Albendazole Dose Finding and Pharmacokinetics in Children and Adults

This study is a single-blind randomized clinical trial conducted in Côte d'Ivoire. This study aims at providing evidence on the efficacy and safety of ascending oral albendazole dosages in children and adults infected with T. trichiura and hookworm. In preschool-aged children (2-5 years) (i) 200 mg, (ii) 400 mg and (iii) 600 mg; in schoolchildren (6-12 years) and adults (≥ 21 years) (i) 200 mg (only for hookworm infections), (ii) 400 mg, (iii) 600 mg and (iv) 800 mg will be administered and efficacy, safety and pharmacokinetic parameters will be assessed.

The primary objective is to determine the dose-response based on cure rates of albendazole in preschool-aged children (2-5 years), school-aged children (6-12 years) and adults (≥ 21 years) infected with T. trichiura and hookworm.

The secondary objectives of the trial are to determine the efficacy based on egg reduction rates of albendazole in preschool-aged children, school-aged children and adults, to determine an exposure (including length of time that the drug concentration is above the MIC, Cmax, AUC)-response correlation of albendazole in preschool-aged children, school-aged children and adults, to evaluate the safety and tolerability of albendazole in preschool-aged children, school-aged children and adults, and to determine the efficacy against concomitant soil-transmitted helminthiasis (Ascaris lumbricoides).

After obtaining informed consent from individual/parents and/or caregiver, the medical history of the participants will be assessed with a standardized questionnaire, in addition to a clinical examination and venipuncture to examine biochemical parameters in the blood carried out by the study physician before treatment. Enrollment will be based on two stool samples that will be collected, if possible, on two consecutive days or otherwise within a maximum of 5 days.

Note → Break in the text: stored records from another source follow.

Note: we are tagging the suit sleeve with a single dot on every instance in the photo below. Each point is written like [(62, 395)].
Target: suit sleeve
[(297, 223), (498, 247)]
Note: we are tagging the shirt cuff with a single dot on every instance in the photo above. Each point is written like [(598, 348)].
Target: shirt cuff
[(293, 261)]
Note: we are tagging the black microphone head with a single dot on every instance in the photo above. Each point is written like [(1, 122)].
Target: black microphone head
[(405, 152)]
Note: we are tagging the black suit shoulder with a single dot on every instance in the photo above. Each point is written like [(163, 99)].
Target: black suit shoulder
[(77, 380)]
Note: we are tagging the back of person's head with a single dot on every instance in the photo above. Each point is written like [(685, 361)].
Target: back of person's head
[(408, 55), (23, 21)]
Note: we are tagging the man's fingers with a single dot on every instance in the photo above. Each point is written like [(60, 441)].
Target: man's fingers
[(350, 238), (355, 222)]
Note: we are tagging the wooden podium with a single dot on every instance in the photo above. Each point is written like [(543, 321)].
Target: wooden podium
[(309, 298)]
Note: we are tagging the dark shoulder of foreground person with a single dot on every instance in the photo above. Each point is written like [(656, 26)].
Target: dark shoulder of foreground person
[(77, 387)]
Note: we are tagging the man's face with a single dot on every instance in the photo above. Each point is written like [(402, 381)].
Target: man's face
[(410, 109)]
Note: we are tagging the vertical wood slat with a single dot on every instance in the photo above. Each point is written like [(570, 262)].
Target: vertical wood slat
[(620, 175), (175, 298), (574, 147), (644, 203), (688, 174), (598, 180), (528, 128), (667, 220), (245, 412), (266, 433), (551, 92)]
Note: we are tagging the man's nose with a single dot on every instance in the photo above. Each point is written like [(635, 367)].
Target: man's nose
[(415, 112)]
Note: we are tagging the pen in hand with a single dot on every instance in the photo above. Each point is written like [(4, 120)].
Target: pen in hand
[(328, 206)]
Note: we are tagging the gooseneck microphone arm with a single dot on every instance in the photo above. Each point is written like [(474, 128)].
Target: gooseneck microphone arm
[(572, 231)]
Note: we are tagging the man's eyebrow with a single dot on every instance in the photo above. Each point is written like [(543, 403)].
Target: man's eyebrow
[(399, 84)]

All stool samples will be examined with duplicated Kato-Katz thick smears by experienced laboratory technicians. Randomization of participants into the treatment arms will be stratified according to intensity of infection. All participants will be interviewed before treatment, 3 and 24 hours and 3 weeks after treatment about the occurrence of adverse events. Children and adults will be sampled using finger pricking for micro-blood sampling at 0, 1, 2, 3, 4, 6, 8, 24 hours post-dosing.

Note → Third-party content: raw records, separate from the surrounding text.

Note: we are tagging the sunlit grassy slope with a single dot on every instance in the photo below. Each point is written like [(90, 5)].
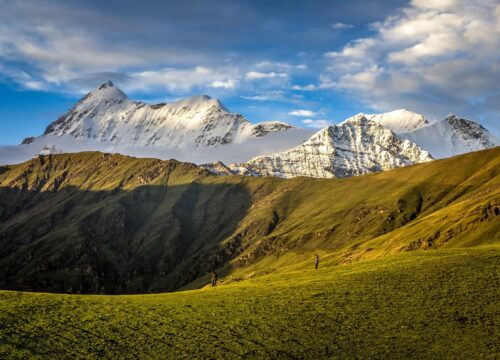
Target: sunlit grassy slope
[(101, 223), (433, 304)]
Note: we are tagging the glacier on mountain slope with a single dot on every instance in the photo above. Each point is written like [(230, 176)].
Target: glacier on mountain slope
[(106, 114), (200, 129), (359, 146), (448, 137)]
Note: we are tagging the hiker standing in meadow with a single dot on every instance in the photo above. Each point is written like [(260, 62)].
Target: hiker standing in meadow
[(214, 278)]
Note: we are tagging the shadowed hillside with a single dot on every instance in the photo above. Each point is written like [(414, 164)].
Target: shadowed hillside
[(100, 223)]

The primary analysis will include all participants with primary end point data (available case analysis). Supplementary, a per-protocol analysis and an intention-to-treat analysis will be conducted. CRs will be calculated as the percentage of egg-positive subjects at baseline who become egg-negative after treatment. Differences among CRs will be analysed by using crude logistic regressions and adjusted logistic regressions (adjustment for age, sex, and height).

Geometric and arithmetic mean egg counts will be calculated for the different treatment arms before and after treatment to assess the corresponding ERRs. Bootstrap resampling method with 2,000 replicates will be used to calculate 95% confidence intervals (CIs) for differences in ERRs. Noncompartmental and nonlinear mixed-effects (NLME) modeling will be used to determine PK parameters.